A Birthday Dinner

 

Typical Dutch Fast Food Outlet
 

You have to be early enough to be one of the respectable ones, I say, but late enough for them to start tidying up.  Saturdays are best.  You should look respectable; otherwise you’ll be chased away. 

They’ll give freely to the respectable ones, I say.  The ones after us, the junkies and the alkies will have to sift through the rubbish bins for the really manky leftovers. 

You have to look confident, I say.  You have to look as if you are doing your weekend shopping but left it just a little bit late.

If we are really lucky, the cheese monger may give us a few bits and pieces.  He is one of the good ones.  He isn’t one who cuts two ounces over and then asks: do you mind a little more?  No- he is an honest man and a kind man, and he’ll give us the left-over, awkward pieces, more crust than cheese. 

We’ll get some fruit and veg, I say.  Fruit is plentiful on the Saturday evening.  Most stall holders have a crate behind the stall; it is a matter of timing to be the first to get to the crate, but not too early so as to be shooed away.

I spot a crate with soft fruit, berries and grapes; I spot a crate with vegetables. 

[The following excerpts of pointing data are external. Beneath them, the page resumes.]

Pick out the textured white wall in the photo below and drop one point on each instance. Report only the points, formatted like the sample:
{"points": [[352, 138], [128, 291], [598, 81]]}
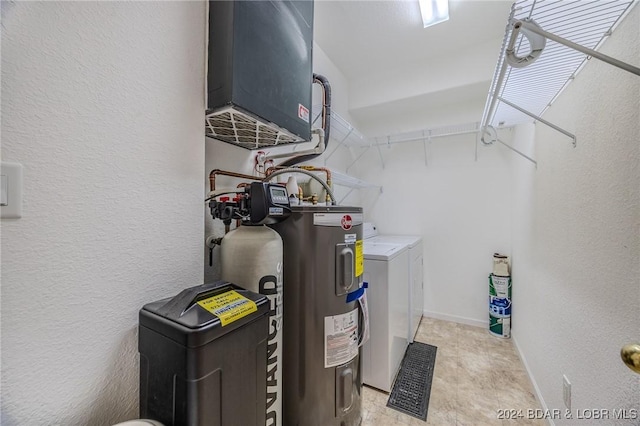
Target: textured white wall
{"points": [[102, 103], [576, 265], [460, 207]]}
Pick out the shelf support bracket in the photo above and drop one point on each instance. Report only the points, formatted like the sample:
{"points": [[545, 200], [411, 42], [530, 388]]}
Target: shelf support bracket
{"points": [[338, 146], [380, 154], [357, 158]]}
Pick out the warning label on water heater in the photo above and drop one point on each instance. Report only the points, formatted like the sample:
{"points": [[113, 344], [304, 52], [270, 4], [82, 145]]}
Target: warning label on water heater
{"points": [[340, 338]]}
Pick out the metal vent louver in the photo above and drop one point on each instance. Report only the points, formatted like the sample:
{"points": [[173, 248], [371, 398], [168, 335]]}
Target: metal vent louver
{"points": [[235, 127]]}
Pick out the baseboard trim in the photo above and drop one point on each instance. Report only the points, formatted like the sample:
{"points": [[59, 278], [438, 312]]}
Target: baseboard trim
{"points": [[459, 320], [536, 389]]}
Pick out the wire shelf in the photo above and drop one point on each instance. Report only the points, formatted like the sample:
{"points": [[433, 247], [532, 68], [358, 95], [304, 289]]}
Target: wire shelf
{"points": [[535, 87]]}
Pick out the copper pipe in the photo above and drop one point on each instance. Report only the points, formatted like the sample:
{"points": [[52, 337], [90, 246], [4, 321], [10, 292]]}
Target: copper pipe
{"points": [[308, 168], [214, 172]]}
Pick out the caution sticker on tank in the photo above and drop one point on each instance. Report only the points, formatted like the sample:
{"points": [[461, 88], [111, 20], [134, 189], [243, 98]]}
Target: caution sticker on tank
{"points": [[340, 338], [359, 258], [229, 306]]}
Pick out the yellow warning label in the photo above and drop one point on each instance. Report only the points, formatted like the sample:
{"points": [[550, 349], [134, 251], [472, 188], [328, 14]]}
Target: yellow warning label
{"points": [[229, 306], [359, 258]]}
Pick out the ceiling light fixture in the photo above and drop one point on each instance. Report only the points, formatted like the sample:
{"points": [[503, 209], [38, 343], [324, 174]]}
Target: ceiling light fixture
{"points": [[434, 11]]}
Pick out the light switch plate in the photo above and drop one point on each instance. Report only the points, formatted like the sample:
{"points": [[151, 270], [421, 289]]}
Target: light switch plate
{"points": [[3, 190], [11, 180]]}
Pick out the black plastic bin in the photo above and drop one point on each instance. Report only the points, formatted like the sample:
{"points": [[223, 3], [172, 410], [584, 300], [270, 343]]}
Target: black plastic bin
{"points": [[198, 368]]}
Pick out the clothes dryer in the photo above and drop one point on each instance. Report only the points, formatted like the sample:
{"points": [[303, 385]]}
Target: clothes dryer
{"points": [[385, 269]]}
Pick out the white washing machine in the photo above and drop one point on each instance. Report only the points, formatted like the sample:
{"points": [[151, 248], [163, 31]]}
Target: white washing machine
{"points": [[416, 272], [385, 269]]}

We are very lucky.  The fishmonger calls.  My dear lady, good to see you, she says.  Would you like a fish tea, tonight? She selects two big haddock and pops a couple of handfuls of prawns in a small bag.  I smile and say that I will poach the fish with herbs and eat it with the prawns on top.  Bless her.

The cheese monger also comes up trumps with a plastic bag with cheese pieces.  He tosses in a packet of butter- it is too mangled to sell.

One by one the stall holders start tidying.  I can already hear the municipal sweepers and rubbish vans starting on one end of the market.  We go home.

Food fit for a queen, I say.  You don’t answer and I don’t expect you to.  I cook: Salad with tomatoes and herbs, followed by: poached haddock fillet with herb butter and prawns, with boiled potatoes and green beans.  I place the cheese on the chopping board and prepare a bowl with a medley of summer fruits. 

I set the table for two.  The cutlery is mismatched, and the plates chipped, but it looks nice anyway.  I tuck in.  You don’t eat and I don’t expect you to.  Day by day you are getting vaguer, farther away.  There are moments I can hardly see your face anymore.

I look past you, to your photograph on the mantelpiece. You are smiling, confident.    The photo was taken just days before the accident. You will never grow older; just a bit more transparent perhaps.   It would have been your nineteenth birthday today.